Bu soruyu CHP’nin nabzını tutan partililere yönelttik. Aldığımız yanıtları aşağı yukarı şöyle özetleyebiliriz:
-Özgür Özel’in kurultayda genel başkan seçilirken verdiği sözü tuttuğu söylenemez. Delegelere “Bundan sonra karar, güç, yetki örgütündür. Önseçimin teminatı bir genel başkan olacağım” demişti. O söz, yeterli zaman olmadığı gerekçesine sığınılarak büyük ölçüde havada kaldı.
-Kemal Kılıçdaroğlu’nun dönemindekine benzer yöntemlerle genel merkezde ağırlığı olan gruplar, isimler aday belirlemede etkin oluyorlar. Örnek vermek gerekirse Akdeniz’de kimi adayların belirlenmesinde Ali Mahir Başarır ve Veli Ağbaba’nın neredeyse tek belirleyici oldukları yönünde haberler basına da yansıdı.

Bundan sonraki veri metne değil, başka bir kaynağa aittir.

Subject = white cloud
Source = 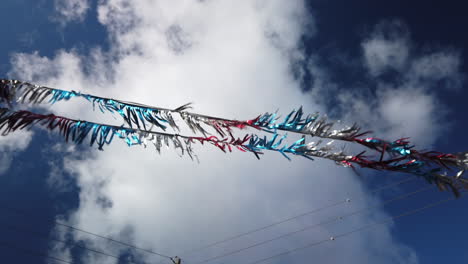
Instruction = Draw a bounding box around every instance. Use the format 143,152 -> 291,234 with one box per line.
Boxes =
362,21 -> 411,76
53,0 -> 89,25
338,21 -> 463,149
4,0 -> 431,263
0,130 -> 33,174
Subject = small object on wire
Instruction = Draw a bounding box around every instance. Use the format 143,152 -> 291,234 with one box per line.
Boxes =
171,256 -> 182,264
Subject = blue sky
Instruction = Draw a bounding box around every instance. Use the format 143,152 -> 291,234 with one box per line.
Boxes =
0,0 -> 468,263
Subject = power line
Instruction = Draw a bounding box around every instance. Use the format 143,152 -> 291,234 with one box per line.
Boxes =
0,203 -> 172,260
0,241 -> 73,264
2,224 -> 135,263
248,192 -> 457,264
182,177 -> 416,255
196,186 -> 432,264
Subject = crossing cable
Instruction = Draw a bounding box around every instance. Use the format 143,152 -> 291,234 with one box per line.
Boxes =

-Ekrem İmamoğlu da hiç kuşkusuz aday saptamada genel merkeze egemen olanların dışındaki en önemli ağırlık odağı. Açıklanan İstanbul ilçe adaylarından çoğunluğu İmamoğlu’nun bürokratları arasından seçildi. Dahası, İstanbul Büyükşehir Belediyesi Ulaşım Daire Başkanı Utku Cihan Artvin Hopa’ya, İBB Spor Akademisi İstanbul Şube Müdürü Osman Kalyoncu Trabzon Akçaabat’a aday yapıldı. Bu durum, Recep Tayyip Erdoğan’ın iktidara geldikten sonra, İstanbul Büyükşehir Belediyesi’nde birlikte yakın çalıştığı bürokratları milletvekilliğine, bakanlığa ve ülkenin tepe bürokrasisine taşıması yöntemine benziyor.

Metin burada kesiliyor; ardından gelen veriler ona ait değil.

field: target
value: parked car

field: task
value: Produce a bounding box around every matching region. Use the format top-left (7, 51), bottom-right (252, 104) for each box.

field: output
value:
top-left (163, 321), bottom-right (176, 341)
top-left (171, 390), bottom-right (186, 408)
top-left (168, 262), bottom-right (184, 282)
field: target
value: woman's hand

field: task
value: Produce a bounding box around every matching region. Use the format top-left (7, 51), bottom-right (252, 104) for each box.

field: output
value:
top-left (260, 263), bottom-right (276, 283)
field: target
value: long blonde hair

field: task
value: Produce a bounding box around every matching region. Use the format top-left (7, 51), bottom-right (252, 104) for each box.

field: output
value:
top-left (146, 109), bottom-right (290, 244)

-Benzer bir gelişme de Ankara’da yaşanıyor. Büyük ilçelere, Ankara Büyükşehir Belediye Başkanı Mansur Yavaş kendisine yakın isimlerin aday gösterilmesini istiyor. CHP’li olmasalar bile.
-Eskişehir’de Yılmaz Büyükerşen aday olmadı ama elini süreçten çekmedi. Çekmeye de pek niyetli değil. İstediği ismi aday yaptırdı. Hep arka planda olmayı hedefliyor.
Görüşlerini aldığımız CHP’liler, Özgür Özel’in, parti içindeki tek bir grupla hareket ettiği yönünde yoğun eleştirilere uğradığına da özellikle dikkat çektiler.
Özetle, CHP yerel seçimler öncesi sancılı günler geçiriyor.
AKLINIZI BAŞINIZA TOPLAYINIZ!
Gelinen aşama bellidir:
Adliyenin içinde şeriat istekleri çığlıklanmakta, güvenlik görevlileri seyretmekte; savcılar, yargıçlar gıklarını çıkarmamaktadır.
Yani, anayasa ayaklar altındadır.
Tarikatlara, cemaatlere sırtını dayamış olan buyrukçu Saray düzeni; demokratik, laik Cumhuriyete yönelik giderek artan, hatta devlet organlarınca desteklendiği, korunduğu gözlenen bağnaz başkaldırmaları kullanarak toplumu baskılama, şeriat hukukunu, hilafeti, hatta saltanatı geri getirme sevdasına düşmüş gözükmektedir.